Pernak-pernik Kehidupan

Ike Yeni Riyana, salah seorang teman lama saya waktu SMA sering melontarkan sebuah pernyataan kepada saya setiap ketemu ataupun melalui SMS, atau email. “Karnoto sekarang sudah sukses yah,?. Kata Yeyen, nama akrabnya. Pernyataan itu cukup mengganggu dalam alam bawah sadar saya. Dan biasanya langsung sayang tanggapi dengan kata singkat. “Sukses apanya nih,”tanya saya.

Kemudian ia pun menjawab pertanyaan saya dengan bercerita. “Perasaan dulu kamu waktu sekolah sering bolos deh, tapi sekarang kok kamu jadi kreatif dan melebihi teman-teman yang dulunya terkenal pintar,”terang Yeyen dengan rasa penasarannya.

Akhirnya saya pun menjelaskan tentang konsep pendidikan di Indonesia yang selama cenderung tidak berpihak kepada anak didik. Saya masih ingat betul waktu sekolah. Ketika itu saya mendapatkan ulangan matematika 5,dan saya pun langsung mendapatkan hukuman baik berupa cercaan maupun fisik. Dan dampaknya adalah kalim bahwa saya adalah anak bodoh. Sebetulnya waktu itu hati saya berontak dan ingin menyangkal guru tersebut. Waku itu saya ingin mengatakan,”Pa, memang nilai matematika saya rendah, tapi bukankah saya juga memiliki kecerdasan lain,tolong dong itu juga diperhatikan,”. Itulah kata yang ingin saya sampaikan 7 tahun yang lalu, namun baru bisa saya sampaikan pada guru itu pada tahun 2005 yang lalu.

Itulah sistem pendidikan yang sampai sekarang diterapkan. Bahkan para orang tuapun merasa kecewa ketika anaknya mendapatkan nilai dibawah standar. Padahal sebetulnya semua orang cerdas, hanya saja kecerdasaannya yang berbeda-beda. Ada yang memiliki kecerdasan sosial, kecerdasan logik matematik, kecerdasan language dan kecerdasa lainnya.

Dan saat ini bukan jamannya menilai seorang dari nilai ulangannya saja. Namun harus dilihat dari berbagai sisi.

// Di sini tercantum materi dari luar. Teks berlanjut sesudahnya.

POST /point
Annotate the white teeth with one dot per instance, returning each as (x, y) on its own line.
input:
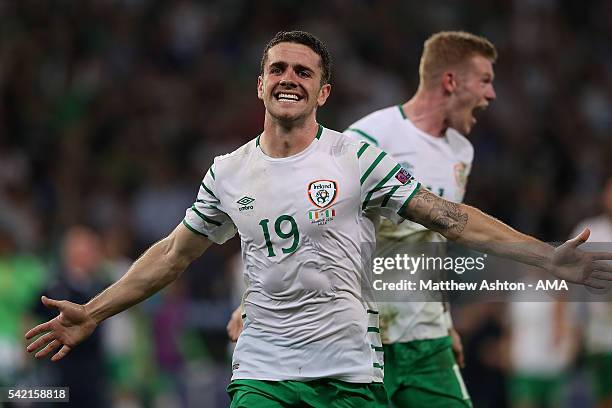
(288, 96)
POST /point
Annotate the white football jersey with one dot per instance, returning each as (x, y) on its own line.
(598, 338)
(442, 164)
(300, 224)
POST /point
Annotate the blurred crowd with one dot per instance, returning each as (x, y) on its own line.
(112, 110)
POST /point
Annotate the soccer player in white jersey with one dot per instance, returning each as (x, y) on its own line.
(297, 195)
(598, 331)
(426, 135)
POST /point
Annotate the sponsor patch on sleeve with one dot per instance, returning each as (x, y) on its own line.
(403, 176)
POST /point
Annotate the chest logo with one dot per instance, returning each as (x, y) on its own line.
(245, 203)
(322, 193)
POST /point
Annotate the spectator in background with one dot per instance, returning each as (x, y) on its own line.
(543, 342)
(79, 280)
(21, 278)
(598, 333)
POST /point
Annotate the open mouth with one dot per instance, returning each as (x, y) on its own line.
(287, 97)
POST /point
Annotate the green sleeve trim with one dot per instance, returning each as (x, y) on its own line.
(365, 135)
(205, 218)
(208, 190)
(189, 227)
(417, 188)
(363, 148)
(319, 132)
(379, 186)
(372, 167)
(389, 195)
(402, 111)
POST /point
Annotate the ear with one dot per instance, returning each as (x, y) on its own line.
(323, 94)
(260, 87)
(449, 81)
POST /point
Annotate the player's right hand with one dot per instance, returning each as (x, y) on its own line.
(69, 328)
(234, 326)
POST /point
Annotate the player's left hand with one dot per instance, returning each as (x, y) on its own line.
(587, 268)
(457, 347)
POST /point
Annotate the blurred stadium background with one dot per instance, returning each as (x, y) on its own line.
(112, 110)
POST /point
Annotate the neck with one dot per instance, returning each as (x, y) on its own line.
(426, 111)
(287, 139)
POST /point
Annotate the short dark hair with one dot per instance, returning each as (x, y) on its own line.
(307, 39)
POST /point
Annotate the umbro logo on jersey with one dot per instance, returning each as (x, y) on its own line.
(322, 193)
(245, 203)
(403, 176)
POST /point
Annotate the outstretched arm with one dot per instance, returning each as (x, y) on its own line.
(157, 267)
(471, 227)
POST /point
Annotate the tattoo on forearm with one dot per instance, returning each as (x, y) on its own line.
(437, 213)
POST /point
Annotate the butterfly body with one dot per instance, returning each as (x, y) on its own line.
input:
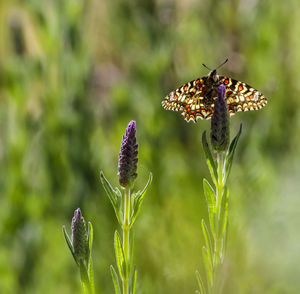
(195, 99)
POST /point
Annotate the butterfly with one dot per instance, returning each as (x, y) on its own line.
(195, 99)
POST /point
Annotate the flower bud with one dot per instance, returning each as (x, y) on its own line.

Kembali lagi pada pernyataan teman saya itu. Itulah kehidupan dengan pernak-perniknya. Terkadang kita sendiri bingung untuk membuat langkah-langkah supaya sukses. Walaupun jujur saja saya belum merasa sukses, sebab ada beberapa hal yang belum saya capai.Saya tidak akan mengulas tentang arti sebuah kesuksesan, namun saya hanya ingin mengatakan bahwa modal kepintaran akademik saja tidaklah cukup akan tetapi harus ditunjang dengan kemampuan yang lain.

Darimanakah Muncul Ide ?

Dalam kehidupan sehari-hari kita disibukan dengan rutinitas yang terkadang sering menjebak kita pada rapuhnya daya pikir dan mrembesnya otak kita dalam kepenatan. Jangankan untuk menyerap ide, mengingat apa yang sudah kita lakukan pun terkadang sering kelupaan. Sisi lain kita masih menanggapi hal itu dengan suatu kewajaran, namun jika hal itu kita biarkan berlarut-larut maka akan mengancam kemampuan kita dalam menelurkan sebuah ide. Kondisi ini harus segera diantisipasi, agar kita tidak menjadi manusia jumud alias primitif.

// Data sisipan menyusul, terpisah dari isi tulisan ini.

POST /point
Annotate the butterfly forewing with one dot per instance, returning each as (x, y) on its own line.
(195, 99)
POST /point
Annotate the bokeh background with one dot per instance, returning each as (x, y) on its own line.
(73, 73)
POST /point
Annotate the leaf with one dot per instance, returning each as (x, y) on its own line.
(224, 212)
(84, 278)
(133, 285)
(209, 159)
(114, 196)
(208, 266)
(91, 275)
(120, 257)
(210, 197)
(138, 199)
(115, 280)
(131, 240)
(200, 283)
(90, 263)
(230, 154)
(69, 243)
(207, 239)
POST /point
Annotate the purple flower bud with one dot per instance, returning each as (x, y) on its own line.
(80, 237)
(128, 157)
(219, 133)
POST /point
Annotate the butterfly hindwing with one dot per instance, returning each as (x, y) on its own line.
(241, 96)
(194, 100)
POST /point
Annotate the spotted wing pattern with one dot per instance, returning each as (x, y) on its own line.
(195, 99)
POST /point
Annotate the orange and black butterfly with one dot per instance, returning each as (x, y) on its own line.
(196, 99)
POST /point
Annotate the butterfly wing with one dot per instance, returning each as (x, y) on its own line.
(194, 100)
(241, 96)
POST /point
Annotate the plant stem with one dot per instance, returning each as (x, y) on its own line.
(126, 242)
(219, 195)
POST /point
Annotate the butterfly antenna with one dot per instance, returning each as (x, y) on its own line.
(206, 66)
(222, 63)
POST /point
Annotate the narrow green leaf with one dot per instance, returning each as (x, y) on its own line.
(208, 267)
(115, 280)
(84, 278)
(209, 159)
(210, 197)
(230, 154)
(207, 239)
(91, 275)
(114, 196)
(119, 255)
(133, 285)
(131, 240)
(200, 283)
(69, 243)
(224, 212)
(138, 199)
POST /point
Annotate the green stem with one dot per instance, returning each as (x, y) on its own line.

Apalagi bagi seorang yang mobilitasnya tinggi yang tidak bisa diam ataupun duduk manis di kantor meja atau di rumah tanpa melakukan sesuatu apapun. Tipe orang seperti ini tidak akan betah manakala hidup hanya untuk sebuah rutinitas saja. Hatinya akan berontak, jiwanya terus akan meraung seperti seekor harimau yang sedang lapar yang dihadapkan pada santapan, namun karena ketidakmampuanya untuk mengambil mangsa, ia hanya meraung-raung tanpa bisa berbuat apapun.

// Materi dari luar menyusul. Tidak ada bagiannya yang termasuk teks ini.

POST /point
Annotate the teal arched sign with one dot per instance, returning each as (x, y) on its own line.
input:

Ada beberapa hal yang bisa kita lakukan agar ide kita selalu muncul. Secara teoiritis keilmuan saya tidak terlalu menguasi, namun saya coba mengingatkan kepada anda darimanakah ide itu muncul. Saya mulai dari aktivitas kita sejak shalat subuh. Ketika kita melaksanakan shalat, banyak yang melakukan hal itu menjadi aktivitas rutinitas saja, sehingga tidak meresap dalam hati, jiwa, dan pikiran kita. Maka dari itu, munculkan selalu pertanyaan-pertanyaan ketika kita akan melakukan sesuatu termasuk shalat. Kenapa saya harus shalat dan apa manfaat bagi saya, dan jika saya tidak melakukah shalat apa yang akan saya dapatkan. Pertanyaan itu penting agar kita selalu membekas ketika melakukan aktivitas. Bukankah iman itu muncul ketika selalu muncul pertanyaan dalam diri kita. Kalau kita mengerjakan shalat tanpa adanya pertanyaan, ternyata kita baru sampai pada tahap yakin belum dikatakan beriman. Demikian yang diungkapkan oleh Quraish Shihab dalam sebuah acara Tafsir di salah satu stasiun televisi swasta pada bulan Ramadhan yang lalu yang ditayangkan setiap pukul 03.00 WIB.

Jadi intinya adalah selalu munculkan pertanyaan –pertanyaan setiap melihat mendengar dan melakukan sesuatu. Masih ingatkan kita, ketika kita masih kecil, kita suka sekali melontarkan pertanyaan-pertanyaan kepada diri kita, bapak, ibu, kakak, dan adik sekalipun.

Kebiasaan itulah yang mulai hilang setelah kita merasa dewasa. Padahal kebiasaan itu sangatlah penting. Tanamkan karakter wartawan pada dirikita yang selalu ingin mencari tahu.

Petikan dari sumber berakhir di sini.